To delete the project-scoped catalog, use the catalog delete command:

Example:

Linux
Windows
olp catalog delete hrn:here:data:::<catalog-id> \
    --scope hrn:here:authorization::myrealm:project/<project-id>
olp catalog delete hrn:here:data:::<catalog-id> ^
    --scope hrn:here:authorization::myrealm:project/<project-id>

The command displays the following results:


Catalog hrn:here:data:::<catalog-id> has been removed.

Delete a Project Pipeline

To delete the project-scoped pipeline, use the pipeline delete command:

Example:

Linux
Windows
olp pipeline delete <pipeline UUID> \
    --scope hrn:here:authorization::myrealm:project/<project-id>
olp pipeline delete <pipeline UUID> ^
    --scope hrn:here:authorization::myrealm:project/<project-id>

The command displays the following results:


Pipeline <pipeline UUID> has been deleted.

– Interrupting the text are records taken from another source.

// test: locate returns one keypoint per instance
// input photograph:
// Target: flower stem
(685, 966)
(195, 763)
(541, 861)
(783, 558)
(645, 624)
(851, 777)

Remove the Application from the Project

To revoke the app's access to the project, use the project access revoke command:

Example:

Linux
Windows
olp project access revoke hrn:here:authorization::myrealm:project/<project-id> \
   --app <App ID>
olp project access revoke hrn:here:authorization::myrealm:project/<project-id> ^
   --app <App ID>

The command displays the following results:


App  has been revoked access to the project hrn:here:authorization::myrealm:project/<project-id>

Delete the Project

To delete the project, use the project delete command:

Example:


olp project delete hrn:here:authorization::myrealm:project/<project-id>

The command displays the following results:


Project hrn:here:authorization::myrealm:project/<project-id> has been deleted.

Note

Identities in this context refers to apps or users in the organization.